I joked for weeks about the upcoming show. Just another has-been, I said. Another crooner subjected to touring small theaters rather than face the indignity of not singing. A relic from a long lost era singing from an American songbook that no one cared about.
In hindsight, my myopia is surprising. I’ve always been open minded about music. About everything, I would hope, but about music in particular. I had expectations about Mel Torme that had little or no connection to anything tangible. He was just an old singer and I remember hearing about him on the TV show Night Court. Had I ever heard him sing? No. Did I even have a concrete image of the man to make fun of? Not at all. But for weeks I made jokes about the Velvet Frog. I croaked out raspy imitations of the man though I didn’t know anything about him.
On the other hand, we were professional and made the theater sparkle for him. Sold out of tickets. Took the green-room and turned it into a large, sumptuous private dressing room. Did everything we could in preparation for his arrival. It was to be the biggest show of the year, a substantial fundraising event for our perpetually underfunded theater.
And Mr. Torme surprised me. Subverted my expectations, as it were.
He arrived in his limo and it was immediately apparent that he might have been senior, but he was not old. He wore a sleek velour track suit and and walked crisply into the theater. I was there to greet him.
Welcome to our theater, Mr. Torme, I said, we’re so happy to have you here.
Thank you, Mel Torme said. Who do I see about getting paid?
Consumate professional. No funny business. Sharp as a tack. When Mel Torme spoke, people moved. I got him his check.
About a half hour later, he came out for soundcheck. I’d already undergone a shift in regards to my thinking about Mel Torme, but I became a fan during the soundcheck. He came out and picked up the microphone from the stool near the downstage lip and started singing. There was no hesitation, no reticence to sing, no tapping of the microphone to see if it was live, no test-one-two. Nothing but song. Here was a man used to having things work. He supplied the energy and the voice and expected the people around him to supply the nuts-and-bolts. He sang a song or two and said thanks to his band and to the sound crew and then went back to his dressing room. No muss, no fuss. He’d been paid and he was ready to sing.
The show confounded all of our expectations.

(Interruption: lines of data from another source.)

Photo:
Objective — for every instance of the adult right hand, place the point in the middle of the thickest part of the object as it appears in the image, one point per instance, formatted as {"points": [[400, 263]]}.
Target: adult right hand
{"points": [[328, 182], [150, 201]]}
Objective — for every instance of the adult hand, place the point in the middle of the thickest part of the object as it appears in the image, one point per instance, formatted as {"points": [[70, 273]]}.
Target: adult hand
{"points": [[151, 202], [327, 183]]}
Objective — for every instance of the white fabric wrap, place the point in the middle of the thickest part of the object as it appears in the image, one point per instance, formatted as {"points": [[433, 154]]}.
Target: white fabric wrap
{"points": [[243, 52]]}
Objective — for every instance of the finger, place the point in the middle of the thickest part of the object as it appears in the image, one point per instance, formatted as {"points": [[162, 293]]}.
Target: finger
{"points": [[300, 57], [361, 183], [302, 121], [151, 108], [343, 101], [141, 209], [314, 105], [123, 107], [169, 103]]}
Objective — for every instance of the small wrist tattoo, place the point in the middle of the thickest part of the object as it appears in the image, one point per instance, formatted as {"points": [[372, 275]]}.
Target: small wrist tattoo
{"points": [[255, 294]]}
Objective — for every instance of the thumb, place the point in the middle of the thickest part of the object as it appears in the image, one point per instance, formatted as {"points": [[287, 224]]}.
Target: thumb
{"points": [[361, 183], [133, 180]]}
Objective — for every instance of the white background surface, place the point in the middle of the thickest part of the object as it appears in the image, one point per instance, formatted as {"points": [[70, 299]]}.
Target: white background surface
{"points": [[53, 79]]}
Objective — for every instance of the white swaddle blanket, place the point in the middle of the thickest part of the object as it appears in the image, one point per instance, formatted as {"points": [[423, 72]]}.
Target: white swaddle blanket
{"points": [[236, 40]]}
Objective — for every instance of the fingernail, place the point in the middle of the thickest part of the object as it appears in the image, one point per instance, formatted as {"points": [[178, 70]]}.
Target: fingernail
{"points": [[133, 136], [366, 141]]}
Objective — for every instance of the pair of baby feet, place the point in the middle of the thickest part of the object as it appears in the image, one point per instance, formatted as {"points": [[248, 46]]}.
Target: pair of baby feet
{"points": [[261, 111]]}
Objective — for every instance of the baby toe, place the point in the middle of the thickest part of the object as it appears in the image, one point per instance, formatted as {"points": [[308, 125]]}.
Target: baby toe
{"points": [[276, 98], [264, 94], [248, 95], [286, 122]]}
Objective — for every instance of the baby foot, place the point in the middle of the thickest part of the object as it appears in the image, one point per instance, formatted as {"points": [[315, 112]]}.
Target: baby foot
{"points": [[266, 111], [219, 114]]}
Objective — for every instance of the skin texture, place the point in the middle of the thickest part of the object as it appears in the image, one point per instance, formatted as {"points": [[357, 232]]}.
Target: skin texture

No one expected the rabid fans. I’d been to and worked a great deal of shows and seen just about every type of crowd imaginable, from the sedate to the out of control. Torme fans tipped toward the out of control. Here were people mostly my parents’ and grandparents’ age, but if you closed your eyes and listened to the roar of adulation and applause after each song, you’d of thought the crowd to be made up of teens swooning for the Beatles. Even Mel Torme was taken aback, visibly shocked and nearly overwhelmed by his reception.
And what in the world made me think that he was some sort of hack? Contempt prior to investigation, most likely. He’s just an old guy singing old guy songs, right?
It was a long time ago, and I don’t remember the set list, but he sang jazz standards. More accurately, he sang the hell out of his setlist. Seven years I helped produce shows at this theater. When people ask me who my favorite shows were, this one is at the top of the list.
The crowd was so hungry for Torme that he did not one, not two, but three encores. When he came off the stage after the second encore and the crowd was showing no signs of quieting, he turned to my stage manager and said, “Jesus, what a crowd.”
After the show, he was warm and cordial and genuinely surprised by his day. Maybe we subverted his expectations as well. A crowd of about twenty people waited outside the stage door. He didn’t rush through that crowd either. He shook hands and talked to everyone. As he was getting ready to climb into the limo, a woman, still high from the concert experience, still full of song, started singing to Mr. Torme. At any other time, I might’ve thought it a bit embarrassing–for him and her. But here was a man that had upended my thinking throughout the day and was about to do it one last time. The woman’s voice was clear, tuneful, but not especially lovely. And Mr. Torme just listened. He let her sing. There was no one else in the alley at this point, just the singer and Mr. Torme, poised by the limo door. He let her sing until she stopped, never rushing her or looking at his watch or rolling his eyes. And then he took her hand and said, “That was beautiful, darling, just beautiful.”